BFH hält Zinsschranke für verfassungswidrig

Der Bundesfinanzhof (BFH) hat dem Bundesverfassungsgericht (BVerfG) die Frage vorgelegt, ob die sog. Zinsschranke aufgrund eines Verstoßes gegen den allgemeinen Gleichheitsgrundsatz verfassungswidrig ist.

Grundsätzlich sind betrieblich veranlasste Zinsaufwendungen entsprechend dem sog. Nettoprinzip als Betriebsausgaben abzugsfähig. Nach den Regeln der Zinsschranke der §§ 4h EStG und 8a KStG sind Zinsaufwendungen, soweit diese die Zinserträge übersteigen, nur bis zu 30 % des korrigierten steuerlichen Gewinns abzugsfähig. Soweit nicht besondere Ausnahmen anwendbar sind, ist ein darüber hinausgehender Zinsaufwand nicht abzugsfähig. Der nicht abziehbare Zinsaufwand kann in die folgenden Wirtschaftsjahre vorgetragen und nach denselben Regeln abgezogen werden.

Den Verstoß gegen den Gleichheitssatz des Grundgesetzes begründet der BFH damit, dass die Zinsschranke das Gebot der folgerichtigen Ausgestaltung des Ertragsteuerrechts nach Maßgabe der finanziellen Leistungsfähigkeit des Steuerpflichtigen verletzt. Sie missachte das objektive Nettoprinzip, da nicht mehr das Nettoeinkommen der Besteuerung zugrunde gelegt werde. Das Abzugsverbot rechtfertige sich mangels folgerichtiger Umsetzung auch weder durch den vom Gesetzgeber angeführten Zweck der Eigenkapitalstärkung noch durch das Ziel der Sicherung des deutschen  Steuersubstrats. Gleiches gelte für das Anliegen, unkalkulierbare Steuerausfälle zu vermeiden.

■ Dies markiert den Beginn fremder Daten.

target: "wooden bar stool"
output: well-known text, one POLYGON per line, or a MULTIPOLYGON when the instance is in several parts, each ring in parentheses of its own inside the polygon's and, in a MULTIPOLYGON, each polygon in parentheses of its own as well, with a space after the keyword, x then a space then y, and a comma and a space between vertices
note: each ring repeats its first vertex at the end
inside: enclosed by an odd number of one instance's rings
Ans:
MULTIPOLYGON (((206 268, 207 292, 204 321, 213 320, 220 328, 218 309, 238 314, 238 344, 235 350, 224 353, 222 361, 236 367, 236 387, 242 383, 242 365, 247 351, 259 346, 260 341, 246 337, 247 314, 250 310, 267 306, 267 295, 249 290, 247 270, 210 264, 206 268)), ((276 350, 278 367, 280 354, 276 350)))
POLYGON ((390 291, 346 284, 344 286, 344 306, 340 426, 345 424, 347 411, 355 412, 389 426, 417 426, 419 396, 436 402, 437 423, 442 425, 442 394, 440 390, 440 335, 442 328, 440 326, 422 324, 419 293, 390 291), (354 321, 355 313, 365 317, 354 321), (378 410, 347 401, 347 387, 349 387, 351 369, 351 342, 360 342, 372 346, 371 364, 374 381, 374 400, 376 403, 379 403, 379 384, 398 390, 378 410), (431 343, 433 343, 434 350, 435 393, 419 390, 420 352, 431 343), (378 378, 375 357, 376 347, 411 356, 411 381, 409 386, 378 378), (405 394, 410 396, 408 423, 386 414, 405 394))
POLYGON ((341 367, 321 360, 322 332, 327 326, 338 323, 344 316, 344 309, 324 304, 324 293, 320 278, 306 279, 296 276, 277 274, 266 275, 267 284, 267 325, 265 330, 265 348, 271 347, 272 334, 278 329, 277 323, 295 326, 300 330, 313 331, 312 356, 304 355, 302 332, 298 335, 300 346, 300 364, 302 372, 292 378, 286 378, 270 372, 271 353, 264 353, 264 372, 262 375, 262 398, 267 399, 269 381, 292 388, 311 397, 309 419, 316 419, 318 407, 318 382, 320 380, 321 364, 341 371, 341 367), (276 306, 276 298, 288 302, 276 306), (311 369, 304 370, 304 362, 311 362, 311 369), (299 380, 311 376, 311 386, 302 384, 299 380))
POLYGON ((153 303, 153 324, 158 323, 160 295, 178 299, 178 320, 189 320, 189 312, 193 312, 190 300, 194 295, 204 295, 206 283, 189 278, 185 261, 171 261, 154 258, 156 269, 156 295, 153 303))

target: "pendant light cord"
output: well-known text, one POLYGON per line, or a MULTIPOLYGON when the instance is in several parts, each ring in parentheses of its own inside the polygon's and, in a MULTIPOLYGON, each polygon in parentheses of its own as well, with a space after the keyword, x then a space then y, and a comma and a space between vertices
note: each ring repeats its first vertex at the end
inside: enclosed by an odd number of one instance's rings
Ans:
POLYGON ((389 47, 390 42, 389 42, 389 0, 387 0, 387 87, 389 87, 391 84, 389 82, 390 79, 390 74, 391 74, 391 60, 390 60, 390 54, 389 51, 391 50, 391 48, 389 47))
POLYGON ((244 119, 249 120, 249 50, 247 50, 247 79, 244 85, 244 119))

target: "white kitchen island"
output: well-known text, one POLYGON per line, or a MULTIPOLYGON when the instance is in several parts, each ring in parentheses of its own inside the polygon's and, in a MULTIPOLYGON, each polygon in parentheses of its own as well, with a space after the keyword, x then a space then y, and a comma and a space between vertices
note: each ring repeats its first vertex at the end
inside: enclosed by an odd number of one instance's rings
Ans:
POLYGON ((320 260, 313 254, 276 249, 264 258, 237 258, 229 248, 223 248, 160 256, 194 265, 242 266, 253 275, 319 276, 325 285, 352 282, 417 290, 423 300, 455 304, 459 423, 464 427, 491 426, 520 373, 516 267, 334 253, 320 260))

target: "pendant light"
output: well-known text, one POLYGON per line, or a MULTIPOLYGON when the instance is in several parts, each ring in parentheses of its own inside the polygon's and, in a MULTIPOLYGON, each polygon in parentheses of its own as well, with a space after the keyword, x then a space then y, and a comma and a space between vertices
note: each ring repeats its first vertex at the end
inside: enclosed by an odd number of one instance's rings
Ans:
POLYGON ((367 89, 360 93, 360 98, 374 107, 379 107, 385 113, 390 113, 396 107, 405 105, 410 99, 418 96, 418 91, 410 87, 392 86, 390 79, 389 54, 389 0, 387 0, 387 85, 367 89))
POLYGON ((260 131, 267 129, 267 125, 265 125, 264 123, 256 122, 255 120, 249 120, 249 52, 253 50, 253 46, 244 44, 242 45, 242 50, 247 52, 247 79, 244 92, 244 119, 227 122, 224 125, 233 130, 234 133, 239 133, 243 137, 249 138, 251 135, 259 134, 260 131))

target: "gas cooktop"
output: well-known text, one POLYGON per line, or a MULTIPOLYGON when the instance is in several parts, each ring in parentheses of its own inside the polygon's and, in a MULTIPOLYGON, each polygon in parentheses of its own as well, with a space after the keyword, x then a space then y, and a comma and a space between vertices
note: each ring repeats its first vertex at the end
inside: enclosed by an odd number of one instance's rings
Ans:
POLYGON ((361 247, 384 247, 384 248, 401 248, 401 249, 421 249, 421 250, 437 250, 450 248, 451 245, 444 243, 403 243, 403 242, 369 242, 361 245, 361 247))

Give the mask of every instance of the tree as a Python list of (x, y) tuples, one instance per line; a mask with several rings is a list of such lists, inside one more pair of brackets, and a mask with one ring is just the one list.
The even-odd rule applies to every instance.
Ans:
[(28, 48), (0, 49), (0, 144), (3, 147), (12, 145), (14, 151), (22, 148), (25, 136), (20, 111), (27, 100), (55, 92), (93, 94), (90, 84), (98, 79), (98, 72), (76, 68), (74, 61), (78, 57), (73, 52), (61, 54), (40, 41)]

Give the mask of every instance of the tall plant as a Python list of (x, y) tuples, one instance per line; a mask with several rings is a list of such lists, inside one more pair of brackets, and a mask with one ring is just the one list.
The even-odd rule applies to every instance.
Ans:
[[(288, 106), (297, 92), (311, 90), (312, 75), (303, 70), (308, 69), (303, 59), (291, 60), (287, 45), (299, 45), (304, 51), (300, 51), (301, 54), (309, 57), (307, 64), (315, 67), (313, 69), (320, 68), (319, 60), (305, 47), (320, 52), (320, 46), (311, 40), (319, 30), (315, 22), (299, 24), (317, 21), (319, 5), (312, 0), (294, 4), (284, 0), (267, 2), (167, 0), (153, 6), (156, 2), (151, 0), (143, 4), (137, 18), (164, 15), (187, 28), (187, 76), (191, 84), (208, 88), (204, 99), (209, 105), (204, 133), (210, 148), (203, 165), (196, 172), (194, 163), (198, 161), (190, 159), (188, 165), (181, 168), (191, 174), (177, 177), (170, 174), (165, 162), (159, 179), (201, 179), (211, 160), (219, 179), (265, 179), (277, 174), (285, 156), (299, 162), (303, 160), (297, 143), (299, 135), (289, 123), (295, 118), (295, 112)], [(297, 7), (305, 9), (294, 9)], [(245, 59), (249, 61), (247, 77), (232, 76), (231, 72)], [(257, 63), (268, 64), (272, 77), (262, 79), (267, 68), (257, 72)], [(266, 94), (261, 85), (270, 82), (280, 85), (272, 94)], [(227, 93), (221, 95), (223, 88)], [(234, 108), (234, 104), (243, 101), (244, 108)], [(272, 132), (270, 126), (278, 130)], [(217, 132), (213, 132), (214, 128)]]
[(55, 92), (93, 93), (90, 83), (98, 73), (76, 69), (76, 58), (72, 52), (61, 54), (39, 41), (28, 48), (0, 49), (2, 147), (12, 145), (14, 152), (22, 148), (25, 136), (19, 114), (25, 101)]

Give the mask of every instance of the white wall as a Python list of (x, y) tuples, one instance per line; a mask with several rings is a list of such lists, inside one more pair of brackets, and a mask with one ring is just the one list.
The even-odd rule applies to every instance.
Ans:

Bereits in seinen Beschlüssen aus den Jahren 2012 und 2013 hatte der BFH – damals im Verfahren des einstweiligen Rechtsschutzes – die Verfassungsmäßigkeit der Zinsschranke angezweifelt. Das Bundesministerium der Finanzen reagierte mit einem Nichtanwendungserlass und begründete dies mit dem öffentlichen Interesse an einer geordneten Haushaltsführung.

Die Entscheidung des Bundesverfassungsgerichts bleibt abzuwarten. Es ist jedoch empfehlenswert, in den betroffenen Fällen Einspruch einzulegen und die nicht vollständige Abziehbarkeit der Zinsaufwendungen zu bemängeln.